126, 130 (5th Cir. 1959). Because the liberal federal pleading rules generally require only that a pleading gives fair notice and enables the opposing party to prepare a response, courts generally disfavor motions for a more definite statement. See LSF7 NPL V Trust v. Flagstar Bank, FSB, 2012 WL 3867106, at *2 (N.D. Tex. 2012) (citing Russell v. Grace Presbyterian Vill., 2005 WL 1489579, at *3 (N.D. Tex. 2005)); see also 5C CHARLES ALAN WRIGHT & ARTHUR R. MILLER, FEDERAL PRACTICE AND PROCEDURE § 1377 (3d ed. 2004) (compiling cases).
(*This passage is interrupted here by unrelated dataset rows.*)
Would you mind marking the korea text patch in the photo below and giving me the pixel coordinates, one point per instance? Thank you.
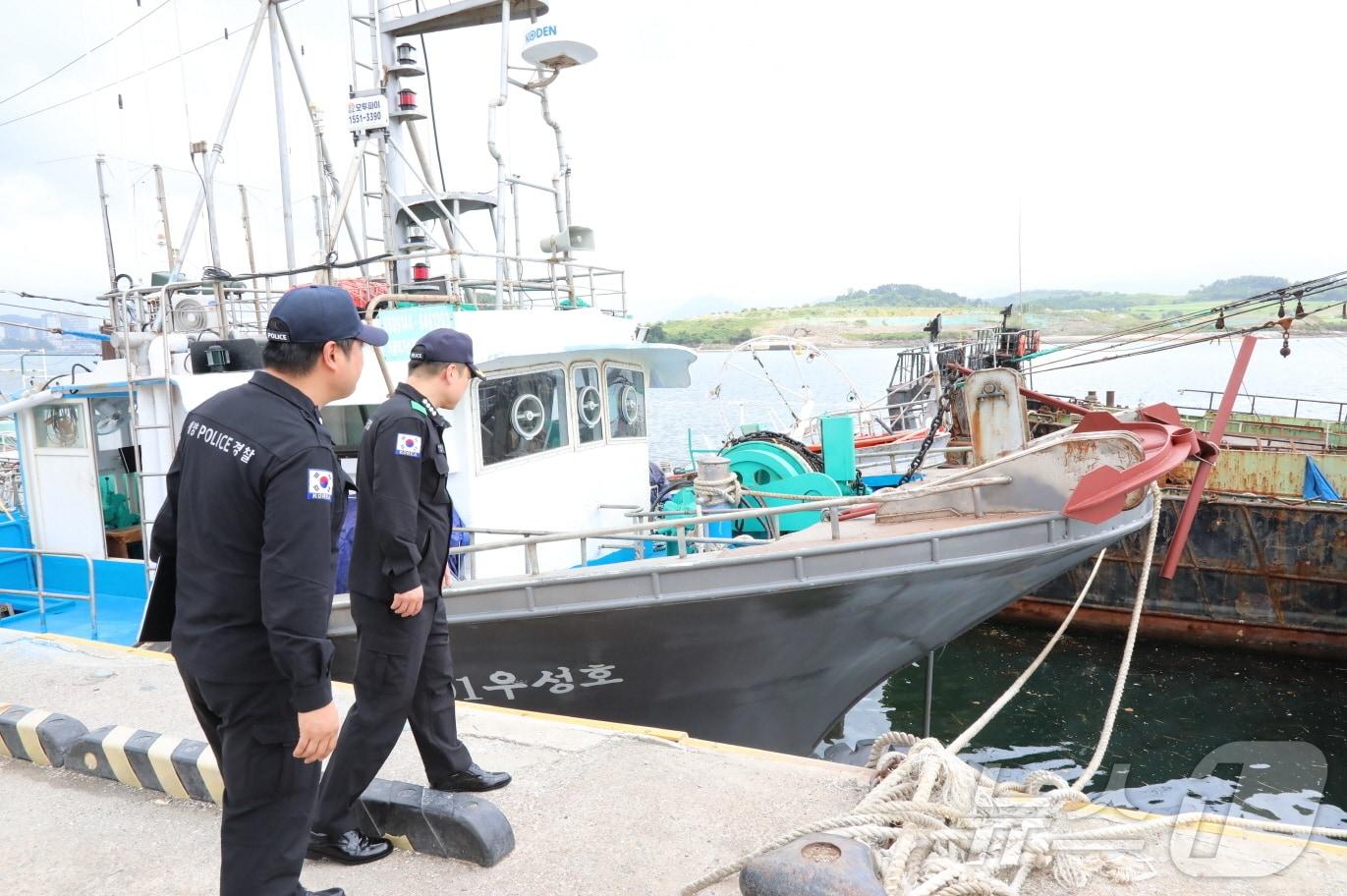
(319, 485)
(409, 445)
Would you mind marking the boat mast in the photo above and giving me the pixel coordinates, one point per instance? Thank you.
(213, 159)
(282, 139)
(163, 213)
(106, 225)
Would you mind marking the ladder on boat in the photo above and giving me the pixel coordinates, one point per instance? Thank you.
(138, 381)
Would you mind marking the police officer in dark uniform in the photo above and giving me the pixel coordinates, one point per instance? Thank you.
(247, 562)
(403, 667)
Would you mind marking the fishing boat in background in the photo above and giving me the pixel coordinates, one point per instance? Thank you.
(754, 604)
(1266, 559)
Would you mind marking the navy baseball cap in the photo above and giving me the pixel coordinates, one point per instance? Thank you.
(446, 347)
(318, 312)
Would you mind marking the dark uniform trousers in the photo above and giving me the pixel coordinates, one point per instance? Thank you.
(403, 673)
(268, 793)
III. THE COURT DENIES THE MOTION FOR MORE DEFINITE STATEMENT As an initial matter, the Court denies CarrollClean’s motion for more definite statement because the text of Rule 12(e) makes clear the requested relief is not available when no responsive pleading is allowed. See Travelers Indem. Co. of Conn. v. Presbyterian Healthcare Res., 313 F. Supp. 2d 648, 653 (N.D. Tex. 2004) (noting “Rule

7(a) does not permit a responsive pleading to an affirmative defense or answer unless the court orders one”); see also WRIGHT & MILLER, supra, § 1376 (explaining that a Rule 12(e) motion should not be directed at a pleading that contains no claim for relief, such as an answer containing affirmative defenses, unless a court orders a reply). ACE’s answer asserts several affirmative defenses but raises no counterclaims. Because CarrollClean is

not allowed a responsive pleading, relief under Rule 12(e) is unavailable. Thus, the Court denies the motion for more definite statement. IV. THE COURT DENIES THE MOTION TO STRIKE The Court proceeds to analyze each of CarrollClean’s requests to strike an affirmative defense below, keeping in mind that striking a pleading is disfavored. Because

each affirmative defense meets the fair notice pleading standard and is undeniably related to the controversy in this case, the Court denies the motion as to each affirmative defense. A. The Court Denies CarrollClean’s Motion to Strike ACE’s First Affirmative Defense The Court denies CarrollClean’s motion to strike ACE’s first affirmative defense of failure to state a claim upon which relief can be granted. Rule 12(h)(2)(A) explicitly allows this defense to be raised in a responsive pleading. FED. R. CIV. P. 12(h)(2)(A).